Following the FTX bank run, which accelerated by Nov. 7, Bitcoin (BTC) price started to buckle and, by press time, lost 21% in five days. Among the victims of the swift market meltdown is the world’s largest institutional Bitcoin fund, the Grayscale Bitcoin Trust (GBTC).
On Nov. 9, the GBTC closed at a record discount of 41%, with a price per share standing at $8.76. Overall, the GBTC has been gradually declining for almost a year since its peak position of $51.47 per share on Nov. 12, 2021.
A structural problem of GBTC lies in the fact that it’s an investment trust fund with its shares not freely created nor offering a redemption program. This inefficiency creates significant price discrepancies versus the fund’s underlying Bitcoin holdings.
That is why Grayscale has been reportedly trying to convert the GBTC to an exchange-traded fund (ETF), which allows the market maker to create and redeem shares, ensuring the premium or discount is, at most times, minimal.

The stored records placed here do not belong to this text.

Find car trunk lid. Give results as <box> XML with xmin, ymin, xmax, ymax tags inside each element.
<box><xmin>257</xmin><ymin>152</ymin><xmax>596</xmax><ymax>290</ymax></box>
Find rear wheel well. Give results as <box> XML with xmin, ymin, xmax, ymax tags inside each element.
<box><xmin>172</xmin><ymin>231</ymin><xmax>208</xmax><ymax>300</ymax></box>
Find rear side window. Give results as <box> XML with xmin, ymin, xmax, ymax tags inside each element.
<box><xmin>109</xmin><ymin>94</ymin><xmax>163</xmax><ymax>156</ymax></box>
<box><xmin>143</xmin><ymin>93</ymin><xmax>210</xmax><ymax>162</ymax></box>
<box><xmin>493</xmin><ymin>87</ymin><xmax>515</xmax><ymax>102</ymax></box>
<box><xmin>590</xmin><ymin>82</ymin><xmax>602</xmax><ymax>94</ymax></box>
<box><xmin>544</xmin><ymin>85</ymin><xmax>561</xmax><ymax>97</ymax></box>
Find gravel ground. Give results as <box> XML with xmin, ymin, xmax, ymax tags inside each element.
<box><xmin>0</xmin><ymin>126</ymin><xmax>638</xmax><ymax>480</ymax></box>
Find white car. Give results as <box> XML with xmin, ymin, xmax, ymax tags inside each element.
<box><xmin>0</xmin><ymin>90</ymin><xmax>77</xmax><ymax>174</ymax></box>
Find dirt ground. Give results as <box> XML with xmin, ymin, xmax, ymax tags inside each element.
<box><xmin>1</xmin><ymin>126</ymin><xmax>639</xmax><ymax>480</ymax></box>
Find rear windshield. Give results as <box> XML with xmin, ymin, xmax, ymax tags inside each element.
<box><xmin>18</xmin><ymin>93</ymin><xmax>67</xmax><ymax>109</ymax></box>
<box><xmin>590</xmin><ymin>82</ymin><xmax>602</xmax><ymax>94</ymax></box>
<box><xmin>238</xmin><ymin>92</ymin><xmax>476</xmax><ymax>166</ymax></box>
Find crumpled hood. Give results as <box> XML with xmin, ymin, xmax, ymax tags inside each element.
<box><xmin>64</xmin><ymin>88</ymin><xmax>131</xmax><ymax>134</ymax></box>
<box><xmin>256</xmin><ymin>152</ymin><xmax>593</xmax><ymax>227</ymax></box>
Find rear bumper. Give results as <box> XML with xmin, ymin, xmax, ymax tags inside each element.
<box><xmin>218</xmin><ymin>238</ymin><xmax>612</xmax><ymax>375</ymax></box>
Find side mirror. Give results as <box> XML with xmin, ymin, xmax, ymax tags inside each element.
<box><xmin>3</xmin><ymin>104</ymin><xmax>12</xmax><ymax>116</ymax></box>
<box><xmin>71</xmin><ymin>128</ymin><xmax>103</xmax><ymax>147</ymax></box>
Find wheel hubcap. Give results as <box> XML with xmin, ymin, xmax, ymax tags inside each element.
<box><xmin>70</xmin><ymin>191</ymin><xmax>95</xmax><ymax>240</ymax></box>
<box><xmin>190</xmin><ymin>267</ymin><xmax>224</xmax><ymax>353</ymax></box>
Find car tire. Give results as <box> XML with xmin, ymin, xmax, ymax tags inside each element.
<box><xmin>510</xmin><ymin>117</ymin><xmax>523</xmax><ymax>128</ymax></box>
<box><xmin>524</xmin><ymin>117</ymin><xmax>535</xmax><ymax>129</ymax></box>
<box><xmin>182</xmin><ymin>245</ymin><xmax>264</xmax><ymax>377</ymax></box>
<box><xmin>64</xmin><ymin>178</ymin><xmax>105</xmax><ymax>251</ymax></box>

The firm has been waiting for a final decision from the Securities Exchange Commission (SEC) since filing its application in October 2021. On June 29, SEC officially denied Grayscale’s application to convert GBTC to a spot Bitcoin ETF. Then Grayscale decided to go to court — on Oct. 11, it filed the opening legal brief to challenge the SEC’s decision.

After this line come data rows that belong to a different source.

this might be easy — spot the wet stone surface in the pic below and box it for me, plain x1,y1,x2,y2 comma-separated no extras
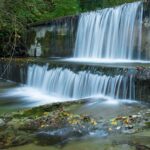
0,101,149,149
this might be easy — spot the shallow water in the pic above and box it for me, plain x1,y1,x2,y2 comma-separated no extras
8,131,150,150
0,79,149,150
0,79,147,115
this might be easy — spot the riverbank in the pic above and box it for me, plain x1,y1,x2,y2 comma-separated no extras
0,100,149,149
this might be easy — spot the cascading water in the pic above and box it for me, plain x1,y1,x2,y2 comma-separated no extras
74,1,143,60
6,1,142,105
27,64,135,100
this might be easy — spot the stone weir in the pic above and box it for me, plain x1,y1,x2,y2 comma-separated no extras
0,58,149,102
27,1,150,59
27,15,79,57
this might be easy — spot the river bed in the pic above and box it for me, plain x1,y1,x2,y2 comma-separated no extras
0,79,149,150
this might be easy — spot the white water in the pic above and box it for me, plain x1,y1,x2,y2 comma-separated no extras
27,64,135,100
74,1,143,60
59,58,150,64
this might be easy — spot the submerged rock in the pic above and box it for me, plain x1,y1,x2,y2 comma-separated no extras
0,101,149,148
0,129,32,149
121,128,137,134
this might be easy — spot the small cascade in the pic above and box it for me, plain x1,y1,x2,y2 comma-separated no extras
74,1,143,60
27,64,135,100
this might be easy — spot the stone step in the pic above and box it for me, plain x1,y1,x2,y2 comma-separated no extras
0,58,149,101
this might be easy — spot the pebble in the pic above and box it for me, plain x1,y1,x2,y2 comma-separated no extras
116,126,121,130
132,115,138,118
0,118,5,127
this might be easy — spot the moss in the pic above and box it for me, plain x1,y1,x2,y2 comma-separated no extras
145,122,150,128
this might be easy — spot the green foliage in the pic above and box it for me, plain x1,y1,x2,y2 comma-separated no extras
79,0,103,11
51,0,80,18
0,0,53,32
102,0,139,8
0,0,80,31
0,0,80,56
79,0,139,11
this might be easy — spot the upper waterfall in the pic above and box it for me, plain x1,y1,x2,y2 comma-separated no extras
74,1,143,60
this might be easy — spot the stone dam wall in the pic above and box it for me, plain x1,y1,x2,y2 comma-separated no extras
27,2,150,59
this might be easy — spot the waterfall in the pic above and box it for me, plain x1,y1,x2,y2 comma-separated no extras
74,1,143,60
27,64,135,100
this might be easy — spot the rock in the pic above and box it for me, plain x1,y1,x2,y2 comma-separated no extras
11,135,30,146
116,126,121,130
122,129,137,134
125,125,134,129
132,115,138,118
0,118,5,127
134,144,150,150
145,122,150,128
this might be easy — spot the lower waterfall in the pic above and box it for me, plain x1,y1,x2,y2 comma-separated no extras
27,64,135,100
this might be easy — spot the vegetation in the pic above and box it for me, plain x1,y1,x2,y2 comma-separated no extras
0,0,79,56
0,0,138,56
79,0,139,11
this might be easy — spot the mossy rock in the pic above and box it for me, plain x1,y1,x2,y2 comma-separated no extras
145,122,150,128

The current market crisis began on Nov. 2, after reports that a leaked balance sheet from the Sam Bankman-Fried-founded trading firm Alameda Research suggested the company held a significant amount of FTX Token (FTT), the native token of the FTX cryptocurrency exchange. A large trading firm holding so much of one asset concerned the crypto community and brought questions regarding the relationship between Alameda and FTX.
The situation has been unfolding rapidly since that day, leading to a full-scale “bank-run” of FTX users, who began to withdraw their funds from the exchange. Reported data from Nansen on Nov. 7 showed stablecoin outflows on FTX reached $451 million over seven days.